A couple hundred bucks for time away
among this row of cabins built on pilings
over Santee State Park Lake, you’d think
would buy some small reprieve from images
and thoughts—all the damned out there:
the life I’d left, or thought or hoped I had.
I mean, for five days every afternoon
about this time, I’ve prepped myself for peace:
sunset, pier, folding chair, beer.
Then out from the blackening air among the pines
behind me, some daemon child appears,
bringing a bag of plastic body parts:
eyes, noses, ears, etc.,
and plugs them into my lately balding pate,
my regrettable tonsure, each garish piece a sight
or memory, or thought or syllable—
books I’ve read or books I want to write,
my first love’s body back when everything
was sadness in its blossoming, or how
I ought to word a curse on the President.
I’m primed for the kind of peace religious know,
an epiphany of not-world—then zing,
my kitchen sink appears. All I’ve owned
or owned by never owning—a house, career,
or car I’ve had, or seen or heard about.
My head must look like a yard sale by now.
Five days fishing hard for peace, but peace,
the poet says, is supposed to come dropping slow.
It doesn’t, though.
Or hasn’t anyway.
An hour’s drive from here, some of it
the same road I drove up, the Benedictines
are winding down their liturgy of hours,
those times of day they set aside their day,
cease their building, baking, making, mowing,
drop their hoes and take up Os and Aves.
But even they, with all their regimen,
know they can’t create or even tweak
the here and now they stop to celebrate.
Two days ago, between two summer rains,
an osprey brought a fish back to her nest
on the power tower far out in the channel.
For the briefest moment, my life was nothing but osprey.
But then the imp stung me with an eye,
which was the gun a Mr. Youngblood allowed
me to shoot on his farm, me fifteen.
A WW II .303 Enfield.
And that led, naturally, to wondering
whether the osprey was in range, even
with the elevated sight.

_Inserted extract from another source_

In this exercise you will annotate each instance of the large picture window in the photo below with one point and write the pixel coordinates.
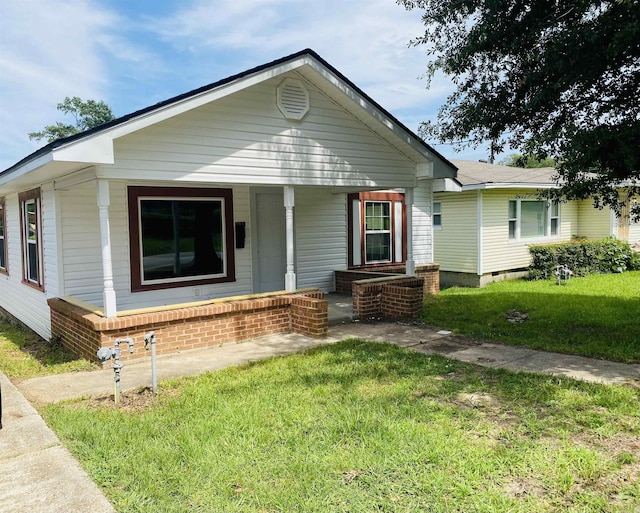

Then I thought
about the thickness of osprey eggs now,
then egg to mating, mating to my ex.
But there was that clean few seconds.
Maybe that was worth two hundred bucks.
And last night I was fretting about fretting,
when Mike showed up, so unexpected it scared me.
Mike’s a young man I taught. He touches base
when there’s a space between his jobs, or loves.

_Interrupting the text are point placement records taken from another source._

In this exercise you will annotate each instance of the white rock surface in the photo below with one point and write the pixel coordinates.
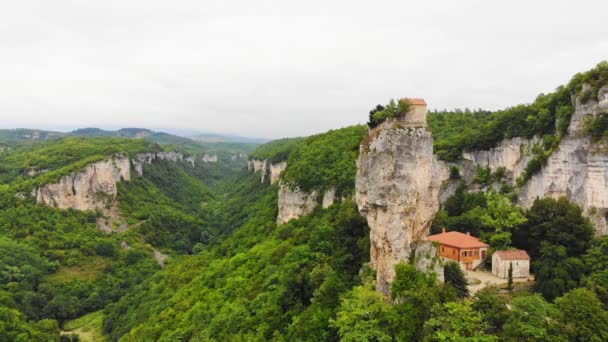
(294, 203)
(276, 170)
(329, 198)
(398, 186)
(89, 189)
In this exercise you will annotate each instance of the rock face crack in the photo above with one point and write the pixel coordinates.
(398, 187)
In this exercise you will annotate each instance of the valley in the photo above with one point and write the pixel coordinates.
(137, 235)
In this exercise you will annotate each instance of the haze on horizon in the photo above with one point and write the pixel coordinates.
(280, 68)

I had my empty journal on my lap,
pissed about the way the week had gone.
I wasn’t expecting him—or anyone.
He knocked. I opened the door, and there he was,
shirtless, sporting a big shit-eating grin,
holding out a case of beer, his Dobro
slung across his back like silver wings.
And behind the surprise of him, out on the pier,
the light that dawn and dusk activate.
Around that light, golden mayflies swirled.
We drank the beer he’d brought, swapping songs,
our own and covers: Dylan, Brumley gospels.
We played until we got to songs that neither
of us knew, and the light on the pier went off.
We crashed, slept till one, then ate a bite.
He only left a little while ago.
That too was worth two hundred bucks, I think.
The world releases us from worldliness.
I leave tomorrow. Check out time is noon,
Sext at the abbey. By None I’ll be back home,
back helping that daemon child collect the body
parts I’ll curse next year when I try this.
No doubt next year, this year’s osprey, Mike,
the monks, my daily tableau on the pier,
will be among the imp’s gee-gaws of thought.
No doubt too (confiteor!) my tonsure
will have grown, to make more room for them.